Mesmo cansada não dormi bem a noite, havia muito roncos na casa e isso para mim é sempre um problema.

Levantei cedo e fui preparar o café. Café preto, pão e queijo.

Sabíamos que o dia não seria fácil, queríamos ir até a Bahia Muerta, cerca de 100 km dali. Além do desafio da distância, a partir de hoje o trajeto seria 100% rípio, ou seja, o rendimento nem se compara com o do asfalto.

Iniciamos o pedal as 8:30. Tentamos passar no mercado, mas estava fechado.

Não tenho maturidade para essas paisagens incríveis, já sai da Villa filmando e tirando fotos, sério gente essa Villa Cerro Castilho tem um visual alucinante.

Já de cara começamos a subir, e subir e subir. Mas, para nossa surpresa, o trajeto que seria todo de rípio está em obras e tivemos um bônus de 12,5 km (só subida) de asfalto. Que maravilha. Não sabia quantos quilômetros seriam, então fui agradecendo pelo asfalto a cada quilômetro.

Depois de subirmos bastante, paramos num lindo mirante. Fazia dias que queria fazer minha foto clássica, saltando. O local não era o mais apropriado, eu estava de sapatilha, mas até que ficou legal. Na hora já pensei em dedicar a foto aos amigos queridos: Michele (@mitatsch), Simone (@simonevvieira), Felipe (@shernobyl) e Mariana (@mariana.scarpelli), que adoram meus saltos e sempre me marcam no Instagram quando tentam repeti-los.

 

Já no rípio de má qualidade, subindo e com vento contra o ritmo era devagar quase parando. Pior que nesse tipo de rípio não dá nem para fazer vácuo, tamanha é a dificuldade e a atenção necessária para pedalar. Seguíamos hora eu mais na frente hora o Julien mais na frente.

Fui a primeira a avistar o lago verde esmeralda da foto abaixo. Os Queridos Aline e Ari, do @bikeadois, já haviam me antecipado que a partir de hoje começaríamos a ver esses Lagos lindos. Esperei Julien para mostrar e pedir uma fotinha.

Seguimos cruzando rios e lagos com essa cor, mas a paisagem abaixo me deixou realmente impressionada. Difícil capturar com a câmara ou celular, mas penso que da para ter uma noção do deslumbre. A vontade era descer lá embaixo e ficar ali, sentada admirando tamanha beleza. Pelo menos para mim não dá para pensar em banho nessas águas, se fosse num lugar mais quentinho não pensaria 2x em me jogar.

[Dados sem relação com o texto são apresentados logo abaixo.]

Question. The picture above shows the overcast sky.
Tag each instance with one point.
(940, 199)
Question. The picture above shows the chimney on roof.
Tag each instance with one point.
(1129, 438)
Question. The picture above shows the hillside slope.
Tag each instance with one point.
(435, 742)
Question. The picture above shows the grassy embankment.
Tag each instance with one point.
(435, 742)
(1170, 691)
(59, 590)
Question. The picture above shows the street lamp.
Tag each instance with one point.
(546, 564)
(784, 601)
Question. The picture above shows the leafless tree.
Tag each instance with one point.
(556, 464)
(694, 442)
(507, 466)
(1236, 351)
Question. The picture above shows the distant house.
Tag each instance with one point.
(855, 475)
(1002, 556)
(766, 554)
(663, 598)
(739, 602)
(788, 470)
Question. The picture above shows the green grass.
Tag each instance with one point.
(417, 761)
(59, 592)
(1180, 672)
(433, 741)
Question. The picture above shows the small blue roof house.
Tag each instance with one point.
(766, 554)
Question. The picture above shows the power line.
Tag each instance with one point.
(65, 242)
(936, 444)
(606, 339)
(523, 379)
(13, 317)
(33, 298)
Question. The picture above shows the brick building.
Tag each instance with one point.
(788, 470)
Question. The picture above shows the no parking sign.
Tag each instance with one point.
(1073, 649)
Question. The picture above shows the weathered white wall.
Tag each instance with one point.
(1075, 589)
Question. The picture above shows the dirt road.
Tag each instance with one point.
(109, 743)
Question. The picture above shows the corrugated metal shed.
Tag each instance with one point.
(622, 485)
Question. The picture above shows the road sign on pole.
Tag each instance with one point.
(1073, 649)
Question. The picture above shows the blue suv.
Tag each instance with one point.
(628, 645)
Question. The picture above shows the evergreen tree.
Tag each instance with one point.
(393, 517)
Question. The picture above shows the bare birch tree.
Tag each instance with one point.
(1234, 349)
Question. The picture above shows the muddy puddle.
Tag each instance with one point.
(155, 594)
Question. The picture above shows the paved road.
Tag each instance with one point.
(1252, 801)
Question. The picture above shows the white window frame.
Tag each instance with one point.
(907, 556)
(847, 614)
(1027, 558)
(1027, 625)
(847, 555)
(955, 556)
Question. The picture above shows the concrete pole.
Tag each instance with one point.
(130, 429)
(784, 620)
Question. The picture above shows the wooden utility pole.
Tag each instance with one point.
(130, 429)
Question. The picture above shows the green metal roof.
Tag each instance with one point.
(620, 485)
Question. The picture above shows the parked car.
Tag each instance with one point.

Seguimos sofrendo e fazendo muita força contra o vento. Lá pelo km 30 paramos para os famosos cookies gordos.

Seguimos mais um pouco, cada um no seu ritmo. Quando a distância entre a gente aumentava muito o da frente aguardava o de trás. Não havíamos conversado sobre isso, mas é uma questão de parceria e bom senso, estamos pedalando juntos fazem alguns dias e a ideia é que facilitemos nossas vidas nos ajudando.

Pedalamos por mais uns 10 longos quilômetros e paramos para almoçar assim que encontramos um local relativamente protegido do vento. E olha que local:

Cozinhamos risoto de saquinho, não muito saudável, nem super delicioso, mas rápido e prático. Além disso, claro que beliscamos outras coisinhas como amendoim, bolo, cookies.

Quando saímos dali já eram 15h e só havíamos feito 40 km, sério, me parecia impossível conseguirmos chegar até o destino desejado, Bahia Muerta. Comentei com Julien que precisávamos pensar num plano B e dei uma olhada no iOverland para ter em mente as possibilidades.

Dali começamos a ver muitas casinhas com painéis solares. Achei bem interessante, os painéis solares são uma ótima alternativa quando o custo de levar a rede para poucas propriedades é muito alto. Eu, engenheira eletricista que sou, fiquei curiosa sobre o projeto chileno. Vou investigar um pouco assim que tiver um tempo disponível.

Depois do km 60 o vento virou, coisas da Patagônia. Com isso, tudo ficou muito mais fácil. Seguimos felizes e num ritmo muito melhor. As lagoas esmeralda continuaram aparecendo, mas o céu nublou um pouco e ficou mais difícil capturar o colorido nas fotos.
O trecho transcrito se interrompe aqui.